To let $\sin(x)=t$ and then when I tried to change the limits of integral I found that this substitution makes both upper and lower limits as $t=0$ which would give The value of above integral = 0 , according to the property
$\int_a^a f(x)\,\mathrm{d}x = 0$.




But the previous method gives answer of $\pi-2$ then what is wrong with the method 2 . Is that substitution incorrect ? But how and why ?


Answer



The sine function is not an injective function over the interval $(0,\pi)$. If you want to apply the substitution $\sin(x)\mapsto z$, you have to break the integration range in halves: this because a valid substitution is given by a diffeomorphism, not just a differentiable map.



In simple words, you are allowed to state that
$$\int_{a}^{b}f(x)\,dx = \int_{g^{-1}(a)}^{g^{-1}(b)} f(g(s))\,g'(s)\,ds$$
only if $g$ is an injective function over the involved integration range, and $\sin(x)$ is not injective over $(0,\pi)$. Otherwise you would get $\int_{0}^{\pi}\sin(x)\,dx=0$ and that is clearly wrong.

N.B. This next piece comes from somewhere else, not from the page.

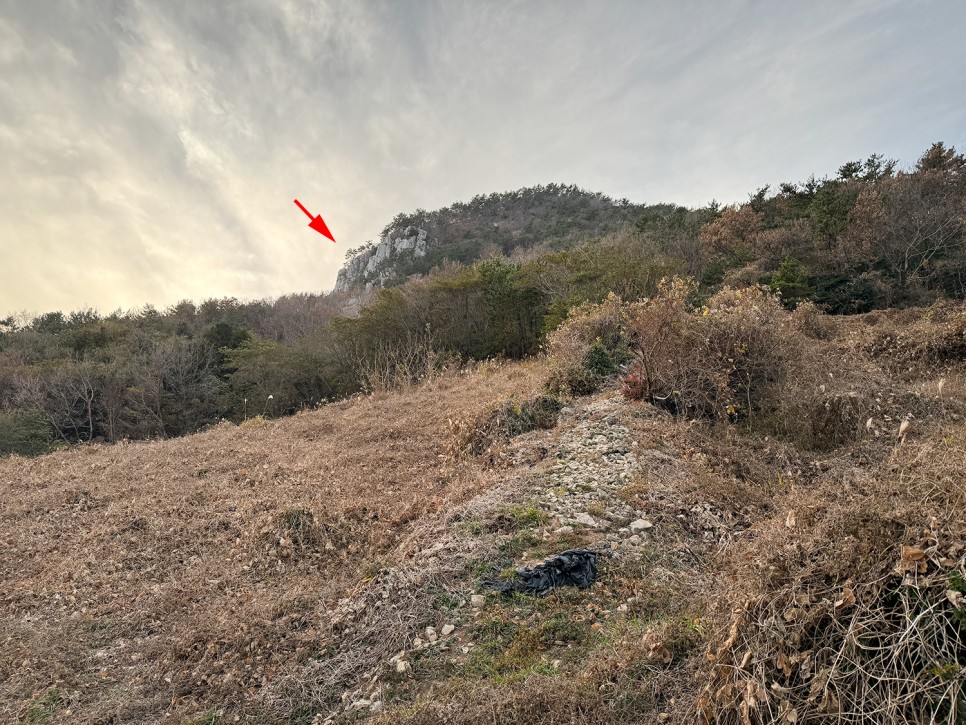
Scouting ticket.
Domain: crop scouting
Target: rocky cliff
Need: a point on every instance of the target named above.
(378, 265)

A possible way to go is: since the $\sin(x)$ function is symmetric with respect to the point $x=\pi/2$,

$$ \int_{0}^{\pi}\frac{\sin(x)\,dx}{1+\sin(x)}=2\int_{0}^{\pi/2}\frac{\sin(x)\,dx}{1+\sin(x)}=2\int_{0}^{1}\frac{t\,dt}{(1+t)\sqrt{1-t^2}}.$$



That is correct, even if not the most efficient way for computing such integral.
A more efficient way is to set $x=2\arctan\frac{t}{2}$ (aka Weierstrass substitution) to get
$$16\int_{0}^{+\infty}\frac{t\,dt}{(4+t^2)(2+t)^2}$$
that can be tackled through partial fraction decomposition.